In this directory we have another template.yaml file as well as a create_bracket subdirectory. We wanted to make each of the lambda functions available for a stand-alone deployment, thusly the template.yaml is a SAM template just for this function. Looking inside the create_bracket subdirectory we find requirements.txt, init.py and create_bracket.py. If you are familiar with Python you will undoubtedly know what these are already. For those that are new, the requirements.txt is basically a list of dependencies for your lambda function (similar to a Gemfile or package.json). init.py used to be for marking a directory on disk as a Python package prior to Python3.3 when implicit namespace packages were introduced. The algorithm in the create_rounds method is a little complex:
The goal of the algorithm is to take an array of users plus a bracket ID and create a matrix of games played out over an even number of rounds to determine a champion. The algorithm must match 2 sets of opponents by their seeding going into the tournament, i.e. #1 plays #4 and #2 plays #3.

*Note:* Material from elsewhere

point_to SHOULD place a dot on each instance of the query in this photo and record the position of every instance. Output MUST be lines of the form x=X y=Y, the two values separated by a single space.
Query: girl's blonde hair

Once a game has been played and a final score has been determined we need a way to update DynamoDB, both the games and the brackets table, with this new info for the game and determine the next round in the tournament. To interact with DynamoDB we use the standard SDK for AWS on Python called Boto3.
This is a simple Node.js Lambda function that gives us a list of the users in our platform. The users are stored in a User Pool which is part of the AWS Cognito service.
If you want to add a new function in addition to the ones in the sample repo, the CLI command is pretty simple:
$ sam init --runtime nodejs14.x -n <function name>
Now that we understand the structure of the serverless backend lets deploy it to the cloud. To begin, start your Docker Desktop app: Docker
Next, run the deploy script (if you are working on a Windows OS run this using the Git Bash app). This will build the lambda functions in a Linux environment on a Docker container, making them compatible with the cloud Linux environment where they will ultimately reside:
$ ./deployLambdas.sh <YOUR AWS PROFILE NAME> <S3 BUCKET NAME> <STACK NAME>
This script will take the lambda code, do a compile/build/whatever, and deploy it to the S3 bucket we created. This will make the function available in the AWS Lambda service and we can run our functions in response to an API request now.
After deploying all the backend resources you should be in a stable spot to run the web app part of the platform. By no means is this “production-ready” code. In the real world you will want to add unit testing, integration testing, stricter IAM permissions, etc. to the final product.